Перед Покровом нежданно-негаданно унжескнй воевода шасть на двор к воеводе юрьевецкому.
— Господи, да каким это ветром? — воскликнул Федор, встречая брата.
— Разбойным, воровским, — ответил Василий. — Отныне я полковой воевода и должен промышлять воришек, которых на Унже и Ветлуге развелось яко блох. И кусают зло, окаянные.
— А полк твой где?
— Бог его знает. В указе сказано: соберут рейтаров и стрельцов во Ржеве, Владимире, Твери да Старице и к тебе в Повольск вышлют. Не появлялись?
— Не видно.
— Пушки велено у тебя взять.
— Какие пушки?! У меня девять железных под стенами валяются без колес, без станков В дулах крысы гнезда свили. Ядер нет, пороху нет, а пищаль всего одна:
— Пришлют, чай. Без пушек да пищалей какой я воин.
— Ну, ладно. Пошли за стол. Сколь лет не виделись.
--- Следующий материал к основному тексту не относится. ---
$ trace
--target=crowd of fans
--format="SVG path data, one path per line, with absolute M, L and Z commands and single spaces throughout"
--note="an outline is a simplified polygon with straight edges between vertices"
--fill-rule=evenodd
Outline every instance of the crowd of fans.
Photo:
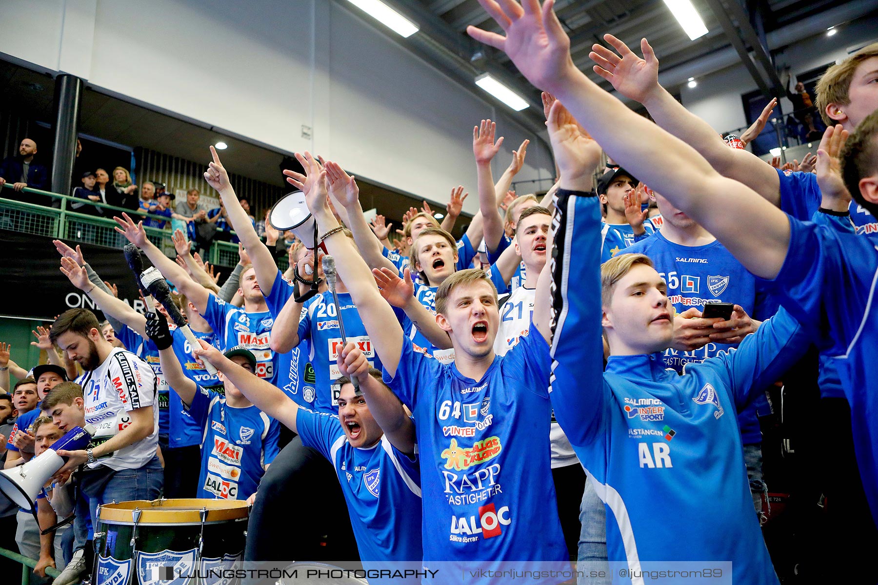
M 527 141 L 495 181 L 503 138 L 481 120 L 479 210 L 464 235 L 450 234 L 468 195 L 457 187 L 441 225 L 425 203 L 392 241 L 339 164 L 297 153 L 304 173 L 284 175 L 316 222 L 309 248 L 255 220 L 212 147 L 220 208 L 192 189 L 172 210 L 163 186 L 144 183 L 133 213 L 112 214 L 172 285 L 198 346 L 160 304 L 135 311 L 79 246 L 55 241 L 61 272 L 107 321 L 74 309 L 34 331 L 48 363 L 32 369 L 0 343 L 6 467 L 75 425 L 97 429 L 88 449 L 62 452 L 38 503 L 40 526 L 76 510 L 71 525 L 41 535 L 30 510 L 0 513 L 4 546 L 14 533 L 38 575 L 66 563 L 55 585 L 76 582 L 99 562 L 97 506 L 160 496 L 251 503 L 247 560 L 414 562 L 438 582 L 466 563 L 528 561 L 557 583 L 571 560 L 579 583 L 643 582 L 686 561 L 730 562 L 734 582 L 831 581 L 842 554 L 874 550 L 878 44 L 825 72 L 817 160 L 782 169 L 661 88 L 645 39 L 643 57 L 611 35 L 590 56 L 655 123 L 575 69 L 551 2 L 481 4 L 505 36 L 470 34 L 544 92 L 558 181 L 542 197 L 510 193 Z M 136 196 L 125 169 L 113 178 L 111 193 Z M 76 196 L 109 203 L 108 182 L 86 174 Z M 176 261 L 138 210 L 196 225 L 175 232 Z M 240 240 L 221 288 L 191 254 L 206 225 Z M 817 362 L 819 403 L 844 405 L 831 424 L 849 440 L 833 455 L 856 463 L 808 479 L 805 507 L 846 530 L 806 531 L 822 555 L 790 554 L 763 532 L 781 513 L 763 454 L 781 447 L 762 430 L 789 416 L 793 381 Z M 296 517 L 283 538 L 278 510 Z M 867 564 L 845 570 L 874 581 Z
В воеводской избе после чарки-другой братья разговорились.
— Положа руку на сердце, скажу — боюсь я этого атамана.
— Что за атаман?
— Илейка Долгополов, он же Пономарев, он же Попов. Говорят, Стеньки Разина птенец. И на Нижней Ветлуге он страху уже дал. Чем он силен? Народом. У него седни сто человек, завтра, глядишь, тысяча, а еще через неделю пять тыщ. А то и десять. А я, полковой воевода, какую-то вшивую сотню рейтар месяц ждать буду. И приплывут они ко мне зимой на бревнах. В указе сказано — у те§я девять пушек, а у тебя девять шишей! А северские крепости Унжа, Галич, Чухлома, Кологрив, Судай, Тотьма, это там, где мне воевать придется, хуже твоей раз в десять. У тебя хоть бросовые пушки есть, а там никаких. Был я как-то случаем на Тотьме. Воевода, правда, молодой, шустрый, да ты его знаешь — Максим Ртищев, но крепостишка худая, ружья нет, одни бердыши да копья. А дорог никаких нет совсем.
— Ты говорил — пришлют войско, пушки.